Anonymous op-ed in the NYT parallels the darkest days of the Nixon years, historians say

An anonymous op-ed written by a senior Trump administration official claiming to be part of a cabal of insiders thwarting the president's agenda has virtually no precedent in presidential history, experts have said.

Michael Beschloss, a presidential historian for NBC News, said the only parallel in modern times is the end of the presidency of Richard Nixon, whose top aides worried about what he might do as he faced the imminent prospect of removal from office in the summer of 1974.

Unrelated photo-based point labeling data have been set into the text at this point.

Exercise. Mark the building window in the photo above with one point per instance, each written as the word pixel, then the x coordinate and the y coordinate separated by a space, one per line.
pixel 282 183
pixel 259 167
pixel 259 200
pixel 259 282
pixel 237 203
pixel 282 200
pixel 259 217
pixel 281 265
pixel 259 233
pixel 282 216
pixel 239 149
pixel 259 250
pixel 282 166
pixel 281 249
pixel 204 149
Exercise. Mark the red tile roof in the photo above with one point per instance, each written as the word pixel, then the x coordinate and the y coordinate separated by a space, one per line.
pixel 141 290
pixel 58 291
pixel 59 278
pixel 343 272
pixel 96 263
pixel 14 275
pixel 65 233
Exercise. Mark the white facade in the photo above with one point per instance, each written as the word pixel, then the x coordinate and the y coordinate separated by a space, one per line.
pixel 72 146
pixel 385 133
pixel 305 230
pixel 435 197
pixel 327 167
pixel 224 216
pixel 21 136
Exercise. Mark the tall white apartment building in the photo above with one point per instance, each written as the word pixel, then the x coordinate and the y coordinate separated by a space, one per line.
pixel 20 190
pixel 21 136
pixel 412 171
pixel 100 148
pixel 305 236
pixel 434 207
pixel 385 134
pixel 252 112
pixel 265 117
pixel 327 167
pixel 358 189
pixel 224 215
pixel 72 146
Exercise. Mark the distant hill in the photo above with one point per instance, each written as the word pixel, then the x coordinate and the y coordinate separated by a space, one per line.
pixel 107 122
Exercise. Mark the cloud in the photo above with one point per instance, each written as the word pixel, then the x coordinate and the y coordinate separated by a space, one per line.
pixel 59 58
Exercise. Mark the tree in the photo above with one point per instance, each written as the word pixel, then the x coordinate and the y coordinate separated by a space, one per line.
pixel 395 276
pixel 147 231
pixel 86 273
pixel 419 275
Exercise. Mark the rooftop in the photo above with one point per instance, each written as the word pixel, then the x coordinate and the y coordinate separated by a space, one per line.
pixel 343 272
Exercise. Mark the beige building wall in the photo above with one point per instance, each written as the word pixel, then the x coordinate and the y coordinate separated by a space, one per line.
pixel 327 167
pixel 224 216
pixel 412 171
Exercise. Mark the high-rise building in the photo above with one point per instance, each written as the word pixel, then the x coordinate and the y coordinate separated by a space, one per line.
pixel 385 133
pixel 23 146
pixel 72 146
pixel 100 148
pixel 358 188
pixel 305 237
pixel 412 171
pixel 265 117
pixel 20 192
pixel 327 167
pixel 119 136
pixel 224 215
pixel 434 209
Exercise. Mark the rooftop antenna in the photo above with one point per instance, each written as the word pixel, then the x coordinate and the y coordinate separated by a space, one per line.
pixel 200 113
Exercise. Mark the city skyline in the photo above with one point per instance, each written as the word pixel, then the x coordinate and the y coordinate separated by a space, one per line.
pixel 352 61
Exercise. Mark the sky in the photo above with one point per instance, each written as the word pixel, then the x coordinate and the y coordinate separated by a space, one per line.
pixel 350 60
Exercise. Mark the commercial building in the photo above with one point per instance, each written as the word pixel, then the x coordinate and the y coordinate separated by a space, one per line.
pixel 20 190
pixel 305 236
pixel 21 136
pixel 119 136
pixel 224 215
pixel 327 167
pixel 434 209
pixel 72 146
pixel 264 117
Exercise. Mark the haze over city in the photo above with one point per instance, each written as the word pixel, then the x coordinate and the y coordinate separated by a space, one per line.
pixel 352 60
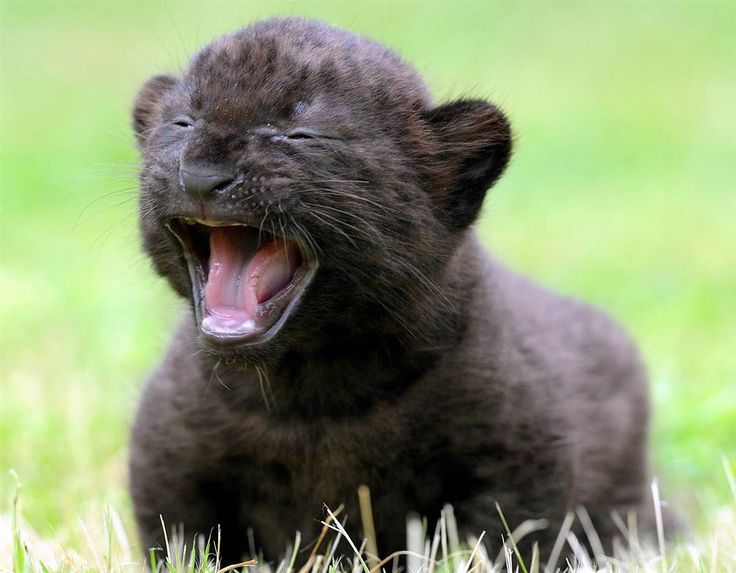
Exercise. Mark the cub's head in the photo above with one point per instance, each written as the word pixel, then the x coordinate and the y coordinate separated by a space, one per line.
pixel 297 180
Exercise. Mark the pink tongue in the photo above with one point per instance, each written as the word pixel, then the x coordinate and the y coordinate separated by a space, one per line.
pixel 238 283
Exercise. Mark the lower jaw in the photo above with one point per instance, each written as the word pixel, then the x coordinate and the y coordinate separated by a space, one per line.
pixel 234 327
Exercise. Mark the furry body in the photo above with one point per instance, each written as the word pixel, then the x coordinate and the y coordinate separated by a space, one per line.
pixel 414 362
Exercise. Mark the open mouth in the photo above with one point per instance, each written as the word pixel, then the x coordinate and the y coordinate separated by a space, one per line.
pixel 245 281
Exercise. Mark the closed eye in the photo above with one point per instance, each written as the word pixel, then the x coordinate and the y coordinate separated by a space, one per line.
pixel 302 134
pixel 307 133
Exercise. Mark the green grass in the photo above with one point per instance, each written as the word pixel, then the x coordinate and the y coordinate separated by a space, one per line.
pixel 621 191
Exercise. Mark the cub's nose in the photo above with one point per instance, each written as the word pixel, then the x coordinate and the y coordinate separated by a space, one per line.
pixel 202 181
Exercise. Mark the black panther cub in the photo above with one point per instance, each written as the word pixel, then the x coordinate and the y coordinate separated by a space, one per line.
pixel 302 191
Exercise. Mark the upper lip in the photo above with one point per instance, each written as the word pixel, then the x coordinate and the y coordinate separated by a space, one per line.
pixel 192 233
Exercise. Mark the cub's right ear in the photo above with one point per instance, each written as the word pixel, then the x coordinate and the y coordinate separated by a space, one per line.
pixel 146 105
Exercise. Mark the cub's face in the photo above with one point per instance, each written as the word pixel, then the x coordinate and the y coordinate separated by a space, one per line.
pixel 297 179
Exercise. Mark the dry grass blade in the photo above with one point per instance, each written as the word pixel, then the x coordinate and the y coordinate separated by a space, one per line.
pixel 249 563
pixel 369 528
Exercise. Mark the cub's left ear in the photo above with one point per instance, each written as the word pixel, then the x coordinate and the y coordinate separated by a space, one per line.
pixel 147 103
pixel 472 148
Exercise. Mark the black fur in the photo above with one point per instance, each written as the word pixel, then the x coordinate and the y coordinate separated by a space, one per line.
pixel 415 363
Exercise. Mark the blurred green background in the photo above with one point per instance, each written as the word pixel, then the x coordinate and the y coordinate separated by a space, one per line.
pixel 622 191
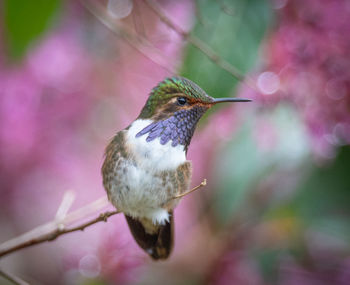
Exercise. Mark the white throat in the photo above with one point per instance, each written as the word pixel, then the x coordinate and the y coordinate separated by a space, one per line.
pixel 153 155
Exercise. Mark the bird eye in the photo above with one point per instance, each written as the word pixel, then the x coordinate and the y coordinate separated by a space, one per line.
pixel 181 101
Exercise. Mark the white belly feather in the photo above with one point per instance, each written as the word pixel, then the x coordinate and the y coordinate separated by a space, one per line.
pixel 141 195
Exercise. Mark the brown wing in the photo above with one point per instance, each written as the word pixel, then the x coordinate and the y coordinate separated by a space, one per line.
pixel 114 154
pixel 156 240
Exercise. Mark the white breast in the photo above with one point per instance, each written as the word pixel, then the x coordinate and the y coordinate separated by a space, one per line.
pixel 153 155
pixel 138 191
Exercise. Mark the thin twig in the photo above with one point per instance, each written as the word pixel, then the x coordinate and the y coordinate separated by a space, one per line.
pixel 12 278
pixel 52 230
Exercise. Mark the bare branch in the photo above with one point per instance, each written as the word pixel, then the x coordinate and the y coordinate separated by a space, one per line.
pixel 12 278
pixel 52 230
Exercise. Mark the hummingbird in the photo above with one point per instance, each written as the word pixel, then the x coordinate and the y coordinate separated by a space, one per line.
pixel 145 164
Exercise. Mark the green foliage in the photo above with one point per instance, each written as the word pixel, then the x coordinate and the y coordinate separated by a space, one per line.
pixel 25 22
pixel 236 38
pixel 246 163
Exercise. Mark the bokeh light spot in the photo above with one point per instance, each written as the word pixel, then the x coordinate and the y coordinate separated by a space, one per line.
pixel 268 82
pixel 89 266
pixel 120 8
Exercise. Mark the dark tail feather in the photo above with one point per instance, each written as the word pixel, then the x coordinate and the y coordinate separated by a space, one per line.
pixel 156 240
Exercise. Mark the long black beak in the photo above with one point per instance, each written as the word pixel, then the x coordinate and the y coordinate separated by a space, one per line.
pixel 222 100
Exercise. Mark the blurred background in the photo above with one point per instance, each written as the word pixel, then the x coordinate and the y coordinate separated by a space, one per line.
pixel 277 206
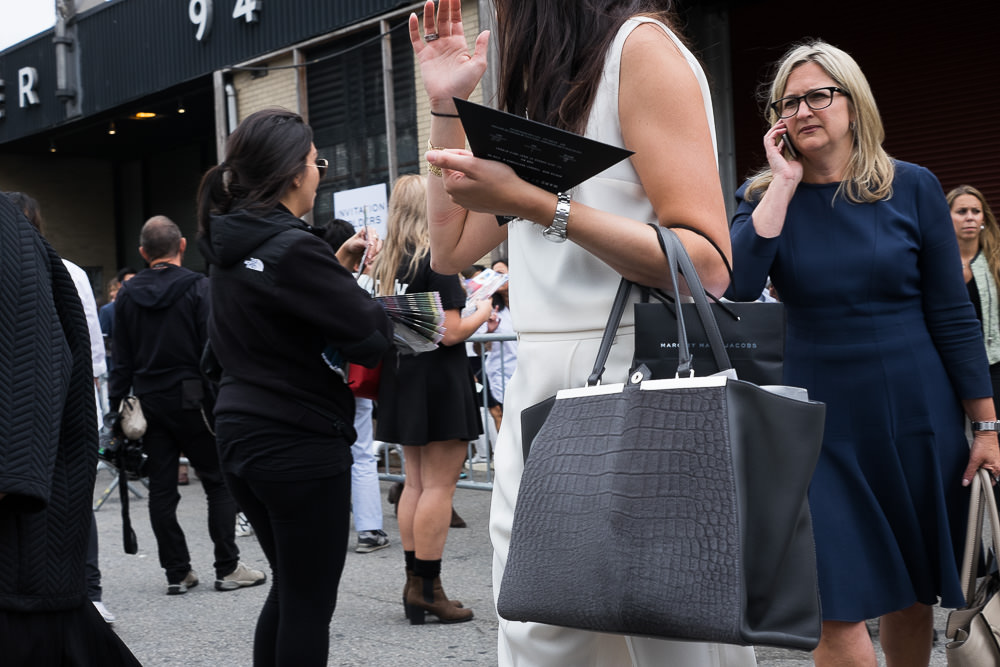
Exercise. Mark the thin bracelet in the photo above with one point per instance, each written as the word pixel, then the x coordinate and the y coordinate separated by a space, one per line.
pixel 433 168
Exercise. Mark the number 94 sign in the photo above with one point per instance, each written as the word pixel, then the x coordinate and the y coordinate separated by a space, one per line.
pixel 200 13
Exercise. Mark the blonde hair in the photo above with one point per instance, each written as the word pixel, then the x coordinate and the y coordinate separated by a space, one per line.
pixel 406 234
pixel 989 237
pixel 870 170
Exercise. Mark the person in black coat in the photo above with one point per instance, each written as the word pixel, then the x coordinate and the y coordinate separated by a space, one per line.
pixel 48 460
pixel 160 332
pixel 286 314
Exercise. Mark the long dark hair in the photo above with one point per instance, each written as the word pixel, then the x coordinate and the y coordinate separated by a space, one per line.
pixel 29 206
pixel 263 157
pixel 553 53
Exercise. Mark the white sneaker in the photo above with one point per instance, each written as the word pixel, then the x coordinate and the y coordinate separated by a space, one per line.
pixel 241 577
pixel 109 618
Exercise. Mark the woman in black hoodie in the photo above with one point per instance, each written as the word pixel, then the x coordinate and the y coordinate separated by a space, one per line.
pixel 285 313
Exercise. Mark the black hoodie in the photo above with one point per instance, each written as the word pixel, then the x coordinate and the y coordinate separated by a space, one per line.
pixel 161 319
pixel 279 298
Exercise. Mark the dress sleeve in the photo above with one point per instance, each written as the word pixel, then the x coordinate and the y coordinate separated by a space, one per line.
pixel 951 318
pixel 317 289
pixel 753 255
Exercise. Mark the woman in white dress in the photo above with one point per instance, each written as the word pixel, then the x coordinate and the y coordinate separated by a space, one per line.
pixel 617 72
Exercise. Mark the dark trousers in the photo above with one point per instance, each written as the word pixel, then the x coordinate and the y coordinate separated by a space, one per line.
pixel 303 527
pixel 91 567
pixel 175 426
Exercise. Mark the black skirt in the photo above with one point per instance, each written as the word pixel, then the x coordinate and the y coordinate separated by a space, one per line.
pixel 428 398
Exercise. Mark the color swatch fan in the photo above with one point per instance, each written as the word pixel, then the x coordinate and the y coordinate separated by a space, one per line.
pixel 417 320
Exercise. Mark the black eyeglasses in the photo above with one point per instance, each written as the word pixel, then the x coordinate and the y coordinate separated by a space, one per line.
pixel 321 166
pixel 817 99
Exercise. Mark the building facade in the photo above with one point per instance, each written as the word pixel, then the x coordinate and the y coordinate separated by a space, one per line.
pixel 113 115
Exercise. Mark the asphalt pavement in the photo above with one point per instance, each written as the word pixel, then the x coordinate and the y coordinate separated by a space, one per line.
pixel 208 628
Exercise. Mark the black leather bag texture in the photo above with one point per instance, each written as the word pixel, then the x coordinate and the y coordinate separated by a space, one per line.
pixel 671 508
pixel 754 335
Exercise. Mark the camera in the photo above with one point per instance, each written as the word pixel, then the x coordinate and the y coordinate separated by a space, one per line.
pixel 117 450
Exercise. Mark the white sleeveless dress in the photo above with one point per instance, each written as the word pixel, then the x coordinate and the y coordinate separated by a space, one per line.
pixel 560 297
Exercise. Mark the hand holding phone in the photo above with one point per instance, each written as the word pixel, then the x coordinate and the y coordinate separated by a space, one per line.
pixel 792 153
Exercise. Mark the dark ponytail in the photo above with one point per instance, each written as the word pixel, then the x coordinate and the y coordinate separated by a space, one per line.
pixel 263 157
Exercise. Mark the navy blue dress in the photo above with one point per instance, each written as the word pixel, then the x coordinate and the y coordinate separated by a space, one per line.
pixel 880 328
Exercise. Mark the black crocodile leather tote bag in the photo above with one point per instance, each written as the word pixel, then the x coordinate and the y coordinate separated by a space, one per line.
pixel 672 508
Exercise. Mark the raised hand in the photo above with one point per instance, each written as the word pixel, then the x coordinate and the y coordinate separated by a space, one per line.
pixel 447 67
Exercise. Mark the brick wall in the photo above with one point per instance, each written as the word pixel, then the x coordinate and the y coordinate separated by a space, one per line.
pixel 278 87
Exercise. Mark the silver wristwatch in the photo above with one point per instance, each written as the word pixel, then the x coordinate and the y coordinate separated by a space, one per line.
pixel 986 426
pixel 556 232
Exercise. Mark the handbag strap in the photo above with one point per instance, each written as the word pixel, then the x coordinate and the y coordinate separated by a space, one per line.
pixel 679 263
pixel 610 329
pixel 981 501
pixel 672 245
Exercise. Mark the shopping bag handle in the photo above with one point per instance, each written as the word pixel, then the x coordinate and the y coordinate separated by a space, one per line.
pixel 679 263
pixel 981 502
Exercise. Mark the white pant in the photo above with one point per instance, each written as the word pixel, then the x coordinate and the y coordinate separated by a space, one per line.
pixel 366 498
pixel 547 363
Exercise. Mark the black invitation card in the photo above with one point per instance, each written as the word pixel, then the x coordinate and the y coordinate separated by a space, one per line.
pixel 553 159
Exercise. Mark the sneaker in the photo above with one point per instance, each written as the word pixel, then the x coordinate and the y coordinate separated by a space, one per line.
pixel 109 618
pixel 243 527
pixel 190 581
pixel 241 577
pixel 372 540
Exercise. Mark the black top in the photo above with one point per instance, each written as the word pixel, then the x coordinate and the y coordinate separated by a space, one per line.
pixel 279 298
pixel 48 434
pixel 430 396
pixel 161 316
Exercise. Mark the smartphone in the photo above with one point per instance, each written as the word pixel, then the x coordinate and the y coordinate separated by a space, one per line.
pixel 792 153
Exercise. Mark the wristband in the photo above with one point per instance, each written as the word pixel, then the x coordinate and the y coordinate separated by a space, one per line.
pixel 556 232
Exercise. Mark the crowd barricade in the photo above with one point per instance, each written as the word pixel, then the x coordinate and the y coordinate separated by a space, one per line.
pixel 478 470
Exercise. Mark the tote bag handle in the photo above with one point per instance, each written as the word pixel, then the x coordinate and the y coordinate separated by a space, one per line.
pixel 982 501
pixel 679 263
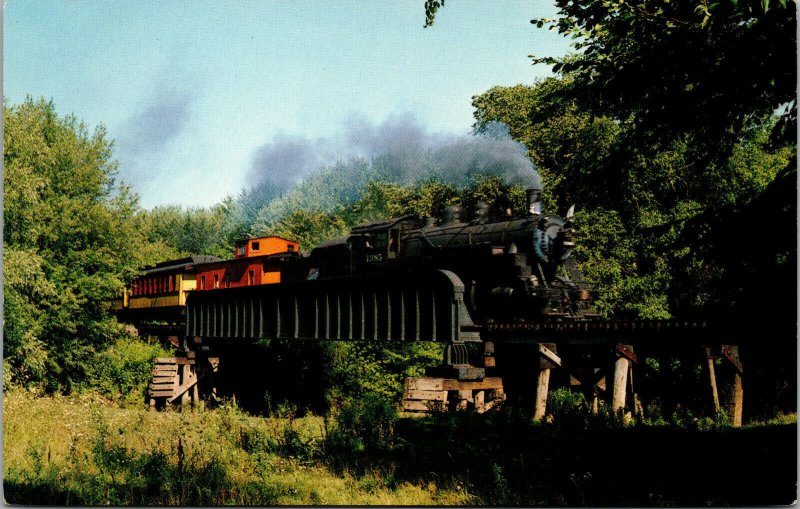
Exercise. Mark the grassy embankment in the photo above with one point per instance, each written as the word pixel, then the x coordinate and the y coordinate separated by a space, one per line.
pixel 85 450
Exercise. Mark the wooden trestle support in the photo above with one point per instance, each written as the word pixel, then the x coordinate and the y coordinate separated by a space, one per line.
pixel 603 359
pixel 176 379
pixel 456 385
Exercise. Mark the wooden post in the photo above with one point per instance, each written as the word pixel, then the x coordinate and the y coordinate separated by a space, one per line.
pixel 712 379
pixel 637 403
pixel 736 399
pixel 665 379
pixel 621 366
pixel 547 360
pixel 542 386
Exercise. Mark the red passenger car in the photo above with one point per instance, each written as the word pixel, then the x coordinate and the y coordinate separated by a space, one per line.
pixel 256 262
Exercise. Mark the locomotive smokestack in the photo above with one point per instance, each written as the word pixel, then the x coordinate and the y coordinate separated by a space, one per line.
pixel 452 214
pixel 534 201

"I've never seen anything like this in modern presidential history," Beschloss said during an interview Wednesday night on MSNBC's "MTP Daily."

In the op-ed published in The New York Times, a writer identified only as a "senior official" in President Donald Trump's administration wrote that "many Trump appointees" were working to impede the president's agenda in order to "preserve our democratic institutions."

"The dilemma — which [Trump] does not fully grasp — is that many of the senior officials in his own administration are working diligently from within to frustrate parts of his agenda and his worst inclinations," the author wrote.

The essay has driven Trump into a rage. He called the writer "gutless" and demanded they be turned over "at once" to the government.

Beschloss said the essay was so extraordinary, its only precedent was the defiance of Nixon aides, who feared that the embattled, paranoid president would employ the military to protect his position.

At the time, Defense Secretary James Schlesinger advised the military to disregard presidential orders that he did not explicitly approve, Beschloss said.

"Henry Kissinger, the secretary of State, was privately saying Al Haig, the White House chief of staff, was keeping the country together, and he, Kissinger, was keeping the world together," Beschloss said. "But that's not at this level."

Chris Whipple, author of "The Gatekeepers," a history of White House chiefs of staff, called the essay "pretty extraordinary."

"I can't think of anything like this, and the only thing that would be even remotely comparable it seems to me would be during the darkest days of the Nixon administration," Whipple said on CNBC's "Closing Bell."

Whipple said that in the final days of the Nixon presidency, aides were driven to prevent him from acting on his worst impulses. Nixon, at that point, "was walking the West Wing corridors and talking to the oil portraits, and obviously a desperate man," Whipple said.